Galatasaray maça sanki iddiası olmayan bir takım gibi başladı. Laubali hareketler, rakibe verilen toplar ve skor 2-1. Koca 45 dakikada maçı alacak hiçbir şey yapmayan bir G.Saray vardı.
Sivasspor da çatır çatır futbol oynuyor. Diyorsunuz ki ikinci yarı da böyle giderse Sivasspor bu maçı kaybetmez.
İkinci yarı başladığında Fatih Terim oyuncu değiştirmiyor. Ta ki sakatlık olana kadar. Bu şu demektir: 'İlk yarıda oynayanların hepsi işlerini çok iyi yaptılar. Onun için de bu oyuncuların hiçbirini değiştirmedim.'
G.Saray'da ilk yarıda yürüyenler var. Fatih Terim hiç seslenmiyor. Ne zaman ki bakıyor pabuç pahalı, sahaya yeni oyuncu sürmeye başlıyor. Ama bence geç kalıyor.
Galatasaray öyle aman aman pozisyonlarla gol aramadı 80 dakika boyunca. Falcao şahsi becerisiyle bir gol attı, sonra da bir penaltı. Sarı-kırmızılar bakıyor ki maç gidiyor, mücadele etmeye başladılar.
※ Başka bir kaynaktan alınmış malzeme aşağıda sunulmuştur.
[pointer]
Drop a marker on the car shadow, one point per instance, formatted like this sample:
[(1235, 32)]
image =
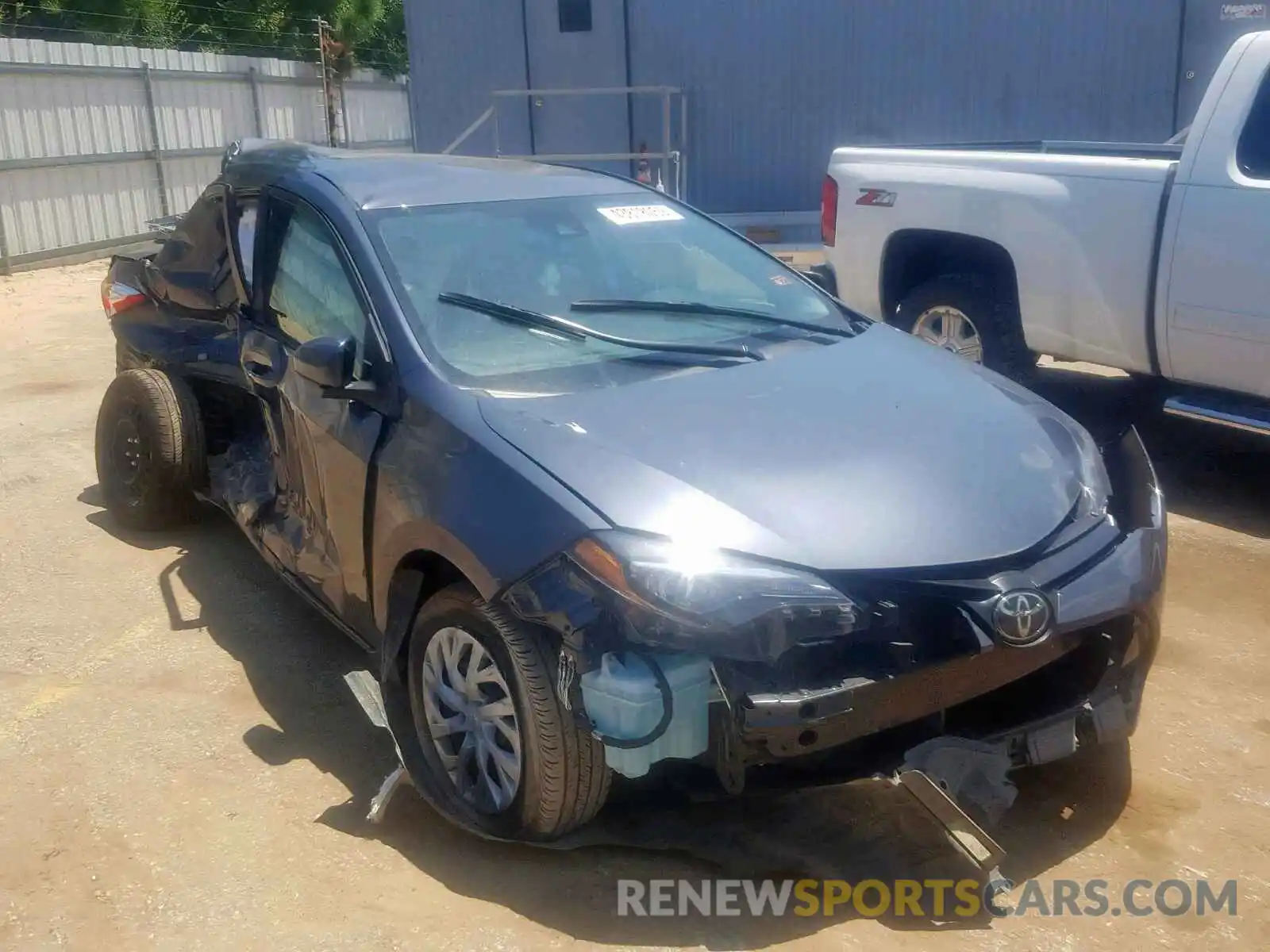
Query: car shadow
[(296, 662)]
Ama yetmedi.
Sivas biraz kontrollü çıksa maçı çok rahat alırdı. Son 5 dakikada Galatasaray üst üste 3-4 pozisyon yakaladı. Ama o kadar kalabalığın arasından vuruş yapıp gol bulamadılar. Sen maçı şampiyonluğa oynayan bir takım gibi görüp de sıfırdan itibaren çatır çatır oynarsan, bırak oynamayı çok iyi mücadele edersen kazanabilirsin. Ama 70-75 dakikayı top oynamadan geçip, ben bu maçı çeviririm dersen hayati 2 puan kaybedersin. Şu sıralar kaybedilen her puan şampiyonluğa "Adios amigo" demektir.
ÇOK NET KIRMIZI KARTTI
Hakem Ali Şansalan, Türkiye'deki maçların yani alışılmışlığın dışında bazı ufak-tefek ikili mücadelelerde zırt-pırt çalmadı. Devam ettirdi. Penaltı penaltıydı. Ama Marcao'nun kendisini itmesine neden müsaade etti anlayamadım. Marcao bu işleri sık sık yapıyor. Bir gün hakemin birine çatar, kendini de yakar takımını da. Ziya'nın Onyekuru'ya tekmesi ise net kırmızı kart. Ziya ayağını çekebilir miydi? Evet. Çekmiyor, tabanı Onyekuru'ya geçiriyor, tartışmasız kırmızı. Bu beraberlikte futbolcular kadar Fatih Terim'in de hataları vardı.